Example B : Example A is expanded to include a second critical section that now decrements the same variable counter and is therefore related to the first critical section. For reasons of consistency, a maximum of one thread can be in both critical sections at a time .
notation
In programming and modeling languages , the following directives are occasionally found:
Begin_CriticalSectionEnd_CriticalSection
or
EnterCriticalSection()LeaveCriticalSection()
Feature and treatment of critical sections
If processes or threads are executed in parallel or in chronological order and if they use data (memory areas) or general resources (e.g. connections, devices) together, there are resources which by their nature may only be used exclusively: during the execution of a program section from a thread in which the resource is used in a changing manner, the resource must not be accessible to other threads. A program section in the program of a thread in which a resource that is shared but is to be used exclusively is accessed is a critical section.
It is important to prevent the execution of critical sections of parallel threads at different times, as this leads to unpredictable results or inconsistent states of the resources. However, it is not necessary to stipulate a strict sequence in which the equipment is used. It is sufficient to ensure mutual exclusion of accesses. When a thread is in a critical section with respect to a resource, no other thread is allowed to get into a critical section with respect to the same resource. This is achieved by any sequencing of the execution of critical sections of the accessing threads. This is a weaker requirement than the requirement for the execution of a critical section to be uninterruptible, which is often mentioned in connection with critical sections. If a critical section is executed with respect to an item of equipment, it must not be interrupted in favor of the execution of a critical section (with respect to the same, shared item of equipment) of another process.
The following requirements are made of a solution to the problem of the critical section:
- Mutual exclusion : With regard to a resource, a maximum of one thread may be in a critical section at any one time.
- Progress : A termination or pause of a process outside of a critical section must not affect the progress of the remaining processes.
- Limited waiting time : No thread can be excluded from entering a critical section for any length of time.
- The solution must not make any assumptions about the execution speed of the threads.

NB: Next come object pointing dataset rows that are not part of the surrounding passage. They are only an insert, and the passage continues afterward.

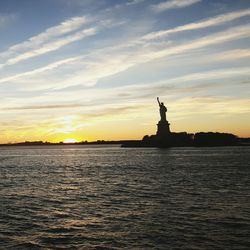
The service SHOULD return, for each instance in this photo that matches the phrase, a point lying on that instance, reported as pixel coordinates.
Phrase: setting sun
(70, 140)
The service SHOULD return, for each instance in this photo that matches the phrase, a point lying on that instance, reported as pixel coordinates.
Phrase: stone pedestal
(163, 130)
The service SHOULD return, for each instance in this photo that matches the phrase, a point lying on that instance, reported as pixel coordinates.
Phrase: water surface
(78, 197)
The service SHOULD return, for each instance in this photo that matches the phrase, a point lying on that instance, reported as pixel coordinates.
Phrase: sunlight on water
(81, 197)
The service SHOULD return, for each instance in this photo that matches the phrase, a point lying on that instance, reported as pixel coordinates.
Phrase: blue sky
(93, 69)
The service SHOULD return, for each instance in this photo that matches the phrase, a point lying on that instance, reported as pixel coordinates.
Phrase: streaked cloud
(214, 21)
(173, 4)
(6, 19)
(58, 83)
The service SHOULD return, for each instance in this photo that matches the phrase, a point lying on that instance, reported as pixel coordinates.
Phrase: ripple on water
(76, 197)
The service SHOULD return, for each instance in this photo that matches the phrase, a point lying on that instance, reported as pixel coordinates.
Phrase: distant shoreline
(131, 143)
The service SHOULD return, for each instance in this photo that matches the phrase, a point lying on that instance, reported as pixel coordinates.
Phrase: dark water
(116, 198)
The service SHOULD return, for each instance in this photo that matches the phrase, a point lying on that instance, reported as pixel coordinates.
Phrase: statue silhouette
(163, 110)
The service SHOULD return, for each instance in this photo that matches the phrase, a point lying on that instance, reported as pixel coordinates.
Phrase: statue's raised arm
(163, 110)
(158, 101)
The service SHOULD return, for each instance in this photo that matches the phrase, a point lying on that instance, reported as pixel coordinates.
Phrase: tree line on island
(163, 138)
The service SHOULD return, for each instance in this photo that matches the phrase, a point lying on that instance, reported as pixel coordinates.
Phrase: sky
(92, 69)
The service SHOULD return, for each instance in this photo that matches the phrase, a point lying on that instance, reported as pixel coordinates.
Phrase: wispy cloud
(50, 40)
(88, 71)
(213, 21)
(173, 4)
(51, 46)
(6, 19)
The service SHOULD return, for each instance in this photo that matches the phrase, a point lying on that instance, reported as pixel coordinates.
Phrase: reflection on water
(78, 197)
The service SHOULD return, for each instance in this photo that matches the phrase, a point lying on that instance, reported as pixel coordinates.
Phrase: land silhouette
(162, 139)
(165, 138)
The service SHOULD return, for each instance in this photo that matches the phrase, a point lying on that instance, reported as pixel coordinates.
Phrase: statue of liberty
(163, 110)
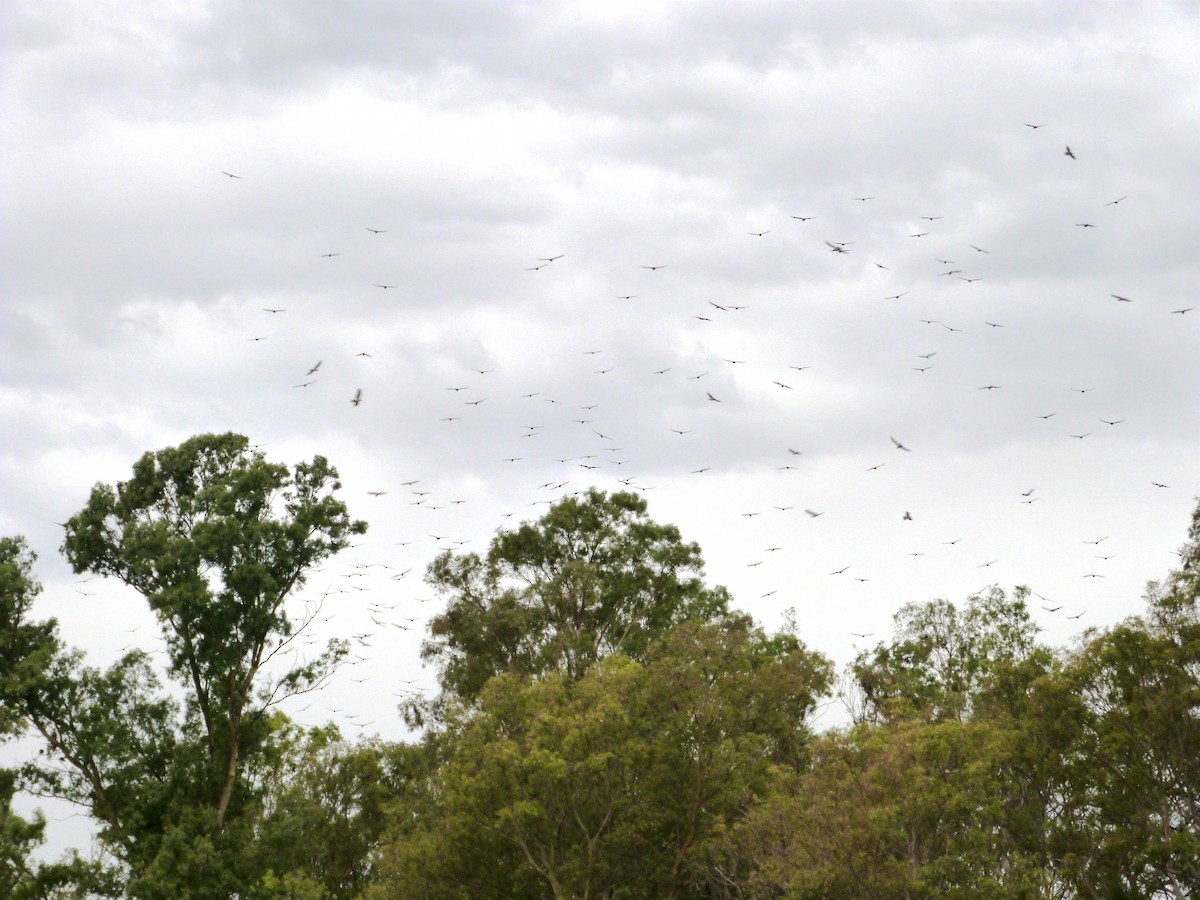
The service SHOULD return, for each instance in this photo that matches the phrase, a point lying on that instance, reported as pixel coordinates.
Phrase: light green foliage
(594, 576)
(943, 658)
(1131, 826)
(612, 784)
(216, 539)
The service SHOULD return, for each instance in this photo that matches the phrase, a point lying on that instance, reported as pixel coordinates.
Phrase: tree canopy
(594, 576)
(607, 726)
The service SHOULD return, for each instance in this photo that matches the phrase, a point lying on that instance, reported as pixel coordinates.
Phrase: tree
(216, 539)
(594, 576)
(612, 784)
(942, 660)
(909, 809)
(325, 810)
(1129, 825)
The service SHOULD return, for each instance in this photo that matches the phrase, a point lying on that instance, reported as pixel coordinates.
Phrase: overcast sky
(173, 171)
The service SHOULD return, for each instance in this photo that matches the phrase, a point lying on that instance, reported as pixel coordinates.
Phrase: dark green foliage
(216, 539)
(594, 576)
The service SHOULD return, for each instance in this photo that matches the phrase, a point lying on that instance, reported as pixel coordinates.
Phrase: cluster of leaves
(607, 727)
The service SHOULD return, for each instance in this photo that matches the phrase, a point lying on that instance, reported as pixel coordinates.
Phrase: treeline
(606, 725)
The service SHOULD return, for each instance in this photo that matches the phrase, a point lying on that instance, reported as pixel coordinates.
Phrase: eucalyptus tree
(216, 539)
(594, 576)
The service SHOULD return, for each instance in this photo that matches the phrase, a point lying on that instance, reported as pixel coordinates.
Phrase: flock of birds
(586, 448)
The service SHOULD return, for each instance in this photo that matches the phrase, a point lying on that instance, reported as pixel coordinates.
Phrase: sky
(995, 383)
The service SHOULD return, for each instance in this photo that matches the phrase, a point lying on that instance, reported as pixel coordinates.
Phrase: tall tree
(612, 784)
(942, 658)
(216, 539)
(594, 576)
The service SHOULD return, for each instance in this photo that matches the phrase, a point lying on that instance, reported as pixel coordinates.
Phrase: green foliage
(216, 539)
(942, 660)
(1131, 826)
(612, 784)
(594, 576)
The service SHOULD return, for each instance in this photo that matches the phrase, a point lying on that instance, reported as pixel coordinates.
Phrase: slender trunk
(231, 769)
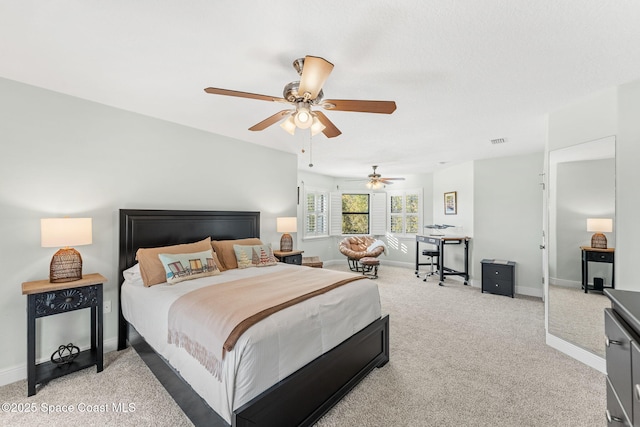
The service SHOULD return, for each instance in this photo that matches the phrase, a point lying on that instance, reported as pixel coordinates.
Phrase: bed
(300, 398)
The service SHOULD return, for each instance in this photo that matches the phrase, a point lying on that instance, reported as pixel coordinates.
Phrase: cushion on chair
(355, 247)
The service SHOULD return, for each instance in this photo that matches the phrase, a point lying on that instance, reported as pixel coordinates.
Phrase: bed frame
(300, 399)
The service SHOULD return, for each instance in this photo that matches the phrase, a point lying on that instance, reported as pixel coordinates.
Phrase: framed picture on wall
(451, 203)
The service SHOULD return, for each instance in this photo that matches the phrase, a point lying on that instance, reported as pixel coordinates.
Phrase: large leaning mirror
(581, 191)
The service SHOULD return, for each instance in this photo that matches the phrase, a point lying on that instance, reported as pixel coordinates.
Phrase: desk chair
(433, 258)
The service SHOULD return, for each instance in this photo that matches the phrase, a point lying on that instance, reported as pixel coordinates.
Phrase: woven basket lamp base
(286, 243)
(66, 266)
(599, 241)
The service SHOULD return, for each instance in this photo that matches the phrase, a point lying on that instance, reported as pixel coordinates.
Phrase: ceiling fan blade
(330, 130)
(381, 107)
(314, 73)
(270, 120)
(227, 92)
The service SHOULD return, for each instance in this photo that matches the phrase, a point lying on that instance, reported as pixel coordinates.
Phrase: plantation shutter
(335, 214)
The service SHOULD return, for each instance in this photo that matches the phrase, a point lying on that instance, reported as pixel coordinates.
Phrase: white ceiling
(461, 72)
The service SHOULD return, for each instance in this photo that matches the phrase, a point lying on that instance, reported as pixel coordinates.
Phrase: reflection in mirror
(581, 187)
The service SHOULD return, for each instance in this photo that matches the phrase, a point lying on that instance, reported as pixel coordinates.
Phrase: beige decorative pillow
(150, 266)
(181, 267)
(226, 254)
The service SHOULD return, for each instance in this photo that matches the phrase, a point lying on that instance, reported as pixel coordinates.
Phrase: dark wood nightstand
(291, 257)
(46, 299)
(498, 277)
(590, 254)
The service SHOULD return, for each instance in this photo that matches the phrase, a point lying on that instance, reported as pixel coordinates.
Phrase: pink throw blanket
(207, 322)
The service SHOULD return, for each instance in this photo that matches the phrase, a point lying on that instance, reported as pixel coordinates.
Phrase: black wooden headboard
(141, 228)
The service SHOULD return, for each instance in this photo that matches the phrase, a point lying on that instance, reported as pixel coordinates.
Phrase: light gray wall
(508, 217)
(63, 156)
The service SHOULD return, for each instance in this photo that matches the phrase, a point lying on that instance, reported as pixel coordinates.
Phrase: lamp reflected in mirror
(581, 189)
(599, 226)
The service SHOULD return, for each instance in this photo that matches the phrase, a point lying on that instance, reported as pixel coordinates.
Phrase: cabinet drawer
(615, 414)
(600, 256)
(293, 259)
(500, 287)
(618, 356)
(497, 272)
(635, 381)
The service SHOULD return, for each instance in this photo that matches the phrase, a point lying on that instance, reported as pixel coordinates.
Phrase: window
(404, 212)
(355, 214)
(316, 214)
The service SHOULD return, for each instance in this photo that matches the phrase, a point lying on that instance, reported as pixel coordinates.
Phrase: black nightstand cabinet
(292, 257)
(498, 278)
(47, 299)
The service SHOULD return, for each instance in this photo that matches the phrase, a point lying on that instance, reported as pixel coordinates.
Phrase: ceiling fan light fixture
(316, 126)
(374, 185)
(289, 125)
(303, 117)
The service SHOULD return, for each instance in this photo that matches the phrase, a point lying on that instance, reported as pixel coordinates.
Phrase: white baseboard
(18, 373)
(578, 353)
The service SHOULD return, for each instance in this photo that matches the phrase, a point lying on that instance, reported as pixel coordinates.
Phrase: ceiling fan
(307, 93)
(376, 180)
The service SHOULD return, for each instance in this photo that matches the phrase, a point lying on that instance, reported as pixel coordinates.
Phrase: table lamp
(599, 226)
(66, 264)
(286, 225)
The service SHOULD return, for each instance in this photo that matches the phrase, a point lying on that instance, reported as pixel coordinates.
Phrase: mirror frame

With the fulfillment of these requirements, the consistency of the equipment can be guaranteed. Furthermore, each thread comes into its critical section in a finite time and is not fundamentally prevented from entering its critical section.
See also
- Process synchronization
- Time-of-check-to-time-of-use problem
- Race Condition
- Solution concepts for the problem of the critical section:
literature
- Anderson, James H. and Kim, Yong-Jik and Herman, Ted: Shared-memory mutual exclusion: major research trends since 1986 . In: Distrib. Comput. tape 16 , no. 2-3 . Springer-Verlag, September 2003, ISSN 0178-2770 , p. 75-110 , doi : 10.1007 / s00446-003-0088-6 .
- Raynal, M. and Beeson, D .: Algorithms for mutual exclusion . MIT Press, Cambridge, MA, USA 1986, ISBN 0-262-18119-3 .
Individual evidence
- ^ Abraham Silberschatz, Peter B. Galvin, Greg Gagne: Operating system concepts . 7th edition. John Wiley & Sons , Hoboken (New Jersey) 2005, ISBN 0-471-69466-5 , 6.2 The Critical-Section Problem, pp. 194 (English).